The essence of the Hatsukae Festival is considered to be the “chigomai” and “neri”.
It is said that the origin of the dance performance is that when Lord Tokugawa Ieyasu visited the Kannon Festival at Takyo Temple during his stay at Sunpu Castle, he was pleased with the dance performed by the children, and dedicated it to the Sengen Shrine on the 20th of February to pray for peace and good harvest.
Currently, “Furihoko,” “Nasori,” “Anma,” “Kanjogaku,” and “Taiheigaku” are performed as part of the children’s dance and music, and are designated as Intangible folk cultural assets by the government.。
The Chigomai, which has been handed down through the ages, is usually dedicated on April 5.
The Chigomai is performed on February 20th of the lunar calendar at the Shizuoka Sengen Shrine’s annual Hatsukae Festival (Old Okaishiki), which is now held on April 5th.
When the children arrive at the shrine after parading around the city with the parade of parishioners (neri = floats), a grand festival is held and the Chigomai is dedicated.
At 11:00 a.m. on April 5, every other year, a procession of young children riding palanquins will depart from Ikazuchi Shrine in Shichiken-cho or Ogushi Shrine in Konya-cho, accompanied by floats.When we arrived at the shrine at noon, we were greeted by the children, who performed a parade and entertainment.Around 3:30 p.m., the children’s dance and music will be performed at the Buden.
It is also a valuable folk performing art and is designated as an intangible folk cultural asset by Shizuoka Prefecture.
It has a long history, and it is written in the “Record of Lord Kototsugu” that Yamashina Kototsugu, a nobleman of the Warring States period, watched the Chigomai.
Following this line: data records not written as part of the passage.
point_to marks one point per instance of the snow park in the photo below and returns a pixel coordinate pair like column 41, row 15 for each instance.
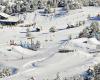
column 49, row 39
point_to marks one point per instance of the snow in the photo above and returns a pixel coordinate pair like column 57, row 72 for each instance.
column 47, row 61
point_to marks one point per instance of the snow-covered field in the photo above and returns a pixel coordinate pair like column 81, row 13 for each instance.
column 47, row 61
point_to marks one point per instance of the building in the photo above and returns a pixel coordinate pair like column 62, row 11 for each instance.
column 6, row 19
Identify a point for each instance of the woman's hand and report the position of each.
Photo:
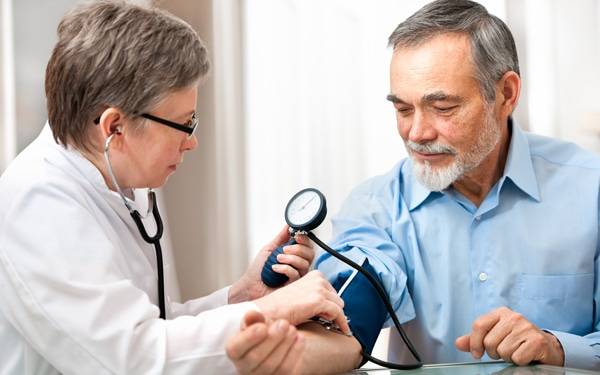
(308, 297)
(295, 263)
(263, 347)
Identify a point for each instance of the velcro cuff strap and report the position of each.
(362, 305)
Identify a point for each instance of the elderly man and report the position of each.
(486, 237)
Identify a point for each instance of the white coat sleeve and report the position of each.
(64, 287)
(198, 305)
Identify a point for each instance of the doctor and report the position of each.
(78, 283)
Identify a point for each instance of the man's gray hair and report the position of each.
(493, 48)
(117, 54)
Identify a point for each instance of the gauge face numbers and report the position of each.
(306, 210)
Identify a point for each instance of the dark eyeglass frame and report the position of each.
(188, 129)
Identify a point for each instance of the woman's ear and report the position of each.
(111, 122)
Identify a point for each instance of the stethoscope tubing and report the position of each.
(137, 218)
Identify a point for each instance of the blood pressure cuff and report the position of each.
(362, 305)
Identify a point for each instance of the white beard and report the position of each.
(438, 179)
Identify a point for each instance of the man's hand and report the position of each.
(266, 348)
(299, 301)
(506, 334)
(295, 263)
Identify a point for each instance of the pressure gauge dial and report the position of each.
(306, 210)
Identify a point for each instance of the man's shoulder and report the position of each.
(561, 153)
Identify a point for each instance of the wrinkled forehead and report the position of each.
(440, 64)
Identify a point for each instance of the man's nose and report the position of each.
(422, 130)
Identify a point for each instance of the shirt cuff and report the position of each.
(577, 349)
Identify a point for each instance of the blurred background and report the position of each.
(296, 98)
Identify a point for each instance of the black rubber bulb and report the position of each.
(271, 278)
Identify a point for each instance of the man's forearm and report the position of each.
(328, 352)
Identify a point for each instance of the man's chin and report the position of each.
(436, 178)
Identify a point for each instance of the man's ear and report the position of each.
(507, 93)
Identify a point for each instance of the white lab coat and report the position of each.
(78, 285)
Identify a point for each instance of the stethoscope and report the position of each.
(137, 218)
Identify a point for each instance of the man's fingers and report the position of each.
(481, 327)
(300, 249)
(508, 346)
(278, 355)
(295, 261)
(241, 343)
(289, 271)
(335, 313)
(524, 354)
(497, 336)
(463, 343)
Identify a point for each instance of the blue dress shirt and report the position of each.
(532, 245)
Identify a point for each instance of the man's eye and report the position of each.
(445, 109)
(404, 111)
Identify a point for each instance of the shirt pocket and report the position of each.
(557, 302)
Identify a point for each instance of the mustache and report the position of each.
(430, 148)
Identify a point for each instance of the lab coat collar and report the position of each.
(61, 155)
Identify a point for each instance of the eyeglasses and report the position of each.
(189, 127)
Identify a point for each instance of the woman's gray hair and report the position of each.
(117, 54)
(493, 48)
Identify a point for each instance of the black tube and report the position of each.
(384, 297)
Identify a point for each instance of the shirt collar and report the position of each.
(518, 168)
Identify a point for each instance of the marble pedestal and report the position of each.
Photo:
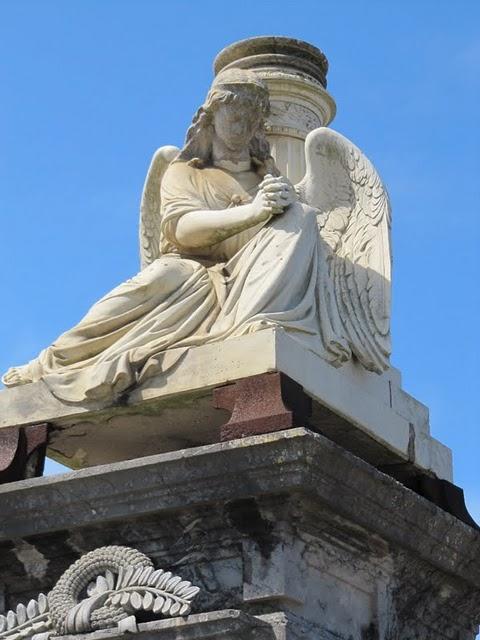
(287, 534)
(368, 414)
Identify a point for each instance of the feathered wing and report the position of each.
(150, 218)
(354, 220)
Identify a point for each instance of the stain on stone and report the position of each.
(33, 561)
(245, 516)
(370, 632)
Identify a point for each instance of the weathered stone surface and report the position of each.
(284, 524)
(229, 624)
(364, 412)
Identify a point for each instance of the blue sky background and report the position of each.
(89, 89)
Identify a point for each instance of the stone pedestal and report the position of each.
(287, 534)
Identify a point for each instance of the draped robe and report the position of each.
(274, 274)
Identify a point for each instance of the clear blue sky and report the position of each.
(89, 89)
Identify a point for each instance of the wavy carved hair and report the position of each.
(197, 150)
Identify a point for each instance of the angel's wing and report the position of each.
(354, 220)
(150, 205)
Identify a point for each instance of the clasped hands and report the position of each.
(275, 194)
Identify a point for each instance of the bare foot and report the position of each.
(16, 376)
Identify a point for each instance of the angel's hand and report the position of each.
(264, 206)
(280, 189)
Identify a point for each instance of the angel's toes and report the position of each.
(15, 376)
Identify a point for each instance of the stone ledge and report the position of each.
(293, 461)
(229, 624)
(176, 407)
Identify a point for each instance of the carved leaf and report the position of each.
(11, 620)
(110, 578)
(145, 575)
(21, 613)
(42, 603)
(116, 599)
(164, 579)
(127, 575)
(159, 602)
(156, 577)
(172, 583)
(184, 584)
(136, 600)
(101, 585)
(148, 601)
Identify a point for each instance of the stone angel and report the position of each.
(230, 247)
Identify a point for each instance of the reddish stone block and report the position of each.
(261, 404)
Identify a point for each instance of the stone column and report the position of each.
(295, 73)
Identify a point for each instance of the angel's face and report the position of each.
(236, 123)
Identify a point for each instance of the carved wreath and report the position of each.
(104, 588)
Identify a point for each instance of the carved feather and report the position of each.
(354, 220)
(150, 216)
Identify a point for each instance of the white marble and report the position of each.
(363, 398)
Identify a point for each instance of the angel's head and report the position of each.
(234, 111)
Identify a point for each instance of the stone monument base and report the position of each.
(190, 403)
(287, 534)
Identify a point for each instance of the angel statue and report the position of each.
(230, 247)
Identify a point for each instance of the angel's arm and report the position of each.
(207, 227)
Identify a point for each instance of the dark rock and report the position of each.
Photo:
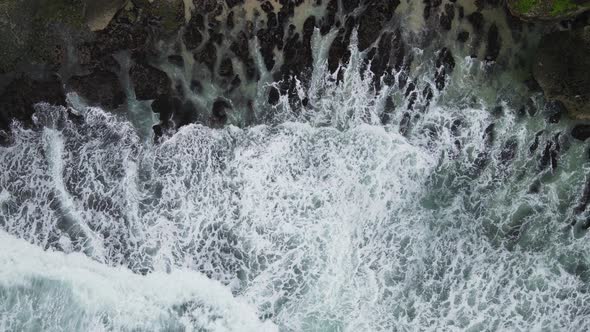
(207, 55)
(489, 135)
(372, 21)
(192, 36)
(388, 110)
(100, 88)
(148, 82)
(445, 64)
(494, 44)
(447, 17)
(232, 3)
(273, 96)
(404, 125)
(196, 86)
(176, 60)
(463, 36)
(477, 21)
(20, 95)
(581, 132)
(229, 22)
(219, 111)
(585, 200)
(226, 68)
(535, 144)
(329, 18)
(165, 105)
(562, 69)
(508, 151)
(555, 110)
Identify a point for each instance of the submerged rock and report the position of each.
(547, 10)
(581, 132)
(148, 81)
(100, 88)
(20, 95)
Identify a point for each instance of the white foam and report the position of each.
(111, 298)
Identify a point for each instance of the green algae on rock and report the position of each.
(565, 75)
(547, 10)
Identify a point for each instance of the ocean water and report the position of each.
(322, 218)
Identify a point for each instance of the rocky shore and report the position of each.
(207, 61)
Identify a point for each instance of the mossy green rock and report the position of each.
(170, 13)
(32, 31)
(547, 10)
(562, 69)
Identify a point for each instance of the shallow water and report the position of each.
(315, 219)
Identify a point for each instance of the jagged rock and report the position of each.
(166, 15)
(99, 88)
(547, 10)
(32, 31)
(372, 21)
(581, 132)
(477, 21)
(494, 44)
(192, 36)
(445, 63)
(226, 68)
(99, 13)
(562, 69)
(339, 52)
(20, 95)
(463, 36)
(148, 82)
(207, 55)
(447, 17)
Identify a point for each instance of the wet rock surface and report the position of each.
(174, 55)
(562, 69)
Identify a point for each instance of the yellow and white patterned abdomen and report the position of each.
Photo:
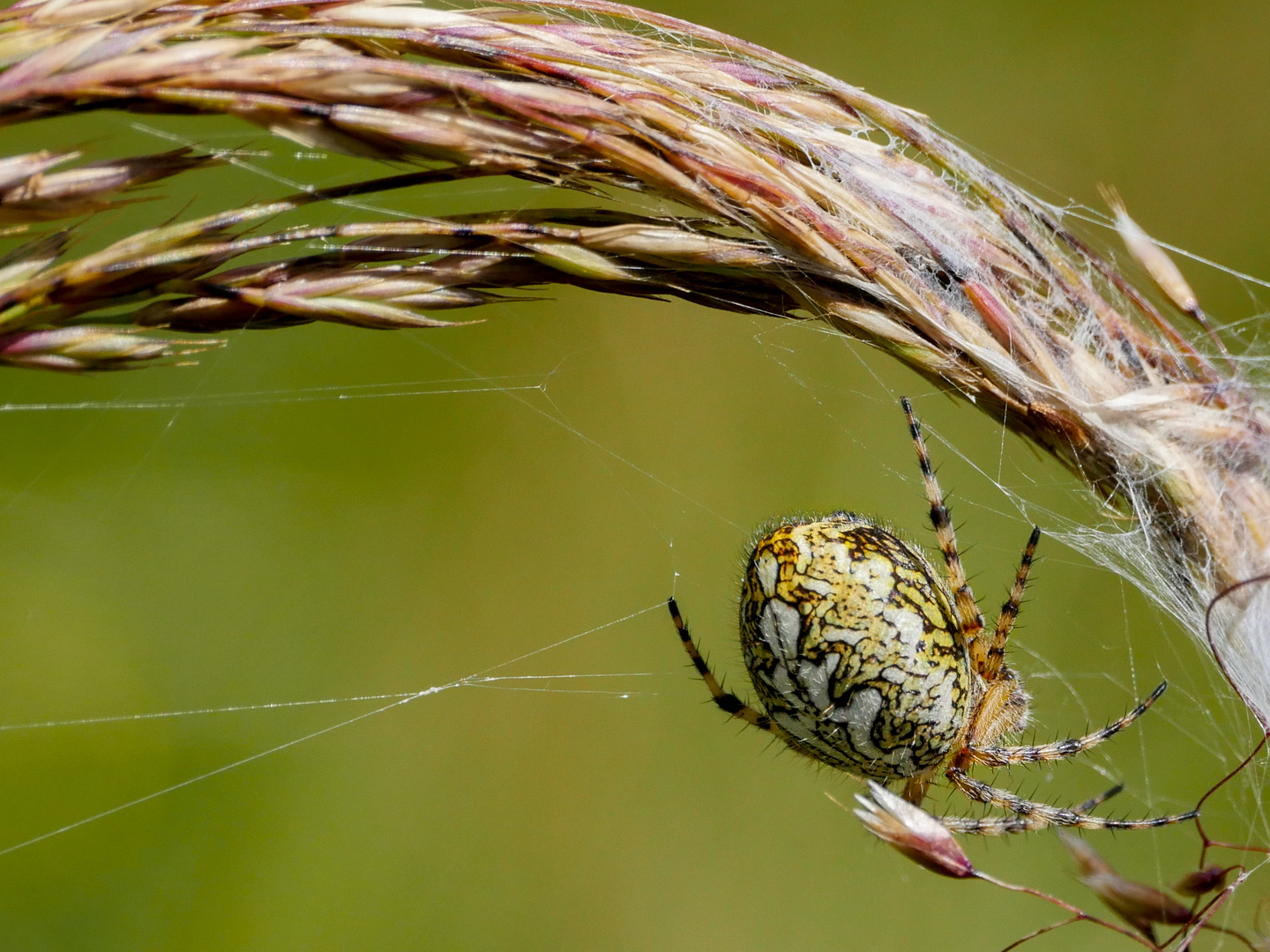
(851, 643)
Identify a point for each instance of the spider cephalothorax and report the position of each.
(866, 660)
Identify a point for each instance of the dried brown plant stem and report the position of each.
(784, 190)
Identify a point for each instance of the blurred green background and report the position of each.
(502, 487)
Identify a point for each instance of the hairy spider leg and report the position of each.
(1030, 815)
(725, 700)
(969, 617)
(1010, 609)
(1059, 749)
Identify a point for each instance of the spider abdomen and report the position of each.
(851, 643)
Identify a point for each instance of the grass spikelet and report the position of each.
(798, 195)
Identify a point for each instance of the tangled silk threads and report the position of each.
(782, 190)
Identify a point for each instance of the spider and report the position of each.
(865, 660)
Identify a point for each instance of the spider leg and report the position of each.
(725, 700)
(1059, 749)
(1010, 609)
(1032, 815)
(967, 609)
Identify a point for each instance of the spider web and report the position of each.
(540, 484)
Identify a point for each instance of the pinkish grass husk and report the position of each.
(785, 190)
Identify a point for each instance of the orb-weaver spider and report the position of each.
(865, 660)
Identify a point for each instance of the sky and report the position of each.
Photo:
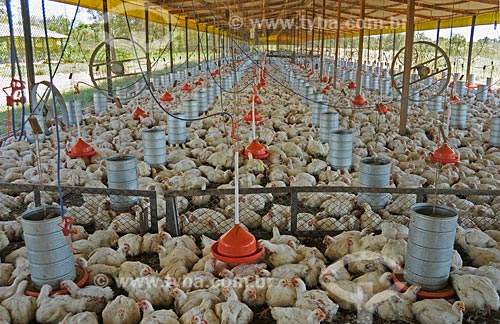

In September 1556, Kototsugu visited his aunt-in-law, Jugei-ni (the mother of Imagawa Yoshimoto).He stayed in Sunpu for six months until March of the following year.There is a record that on February 22, the 3rd year of the reign of Koji, he received a gift of sake and snacks from Jukei-ni and observed a children’s dance at Sengen Shrine.
The Chigomai was handed down from Takyo Temple (abandoned in the beginning of the Meiji era), which was located in Takyo, Aoi Ku, Shizuoka City, and it was customary to go to Sengen Shrine from Takyo Temple to dedicate the dance.
Takyo Temple was built in the 13th year of the Hakuho Era (684) as the family temple of the Hata Clan, and Shizuhata Shrine, which enshrined the deity of the Hata Clan, was located at Sengen Shrine.
Today, it is famous as the Chigomai dedicated to Ieyasu Tokugawa, but it had declined with the fall of the Imagawa family during the Warring States period, but when Ieyasu entered the castle in Sunpu as a great lord, he followed the precedent and restored the dedication from Takyo Temple.
From then on, the children who performed this dance were selected from the children of shogunate officials, and the procession of children from Takyo Temple to Sengen Shrine was guarded by yoriki and doshin, and was given the status of a daimyo procession (equivalent to 100,000 koku).
In addition, officials such as Kaban erected high-hanging lanterns to guard the outer moat of Sunpu Castle, and under the patronage of the Edo Shogunate, the event was held in a grand manner.
It is said that when the dance was over, the cherry blossoms and mountain ashes were carried to the Edo Castle by a ferryman to report the end of the dance as a “Hanaosame Ceremony”.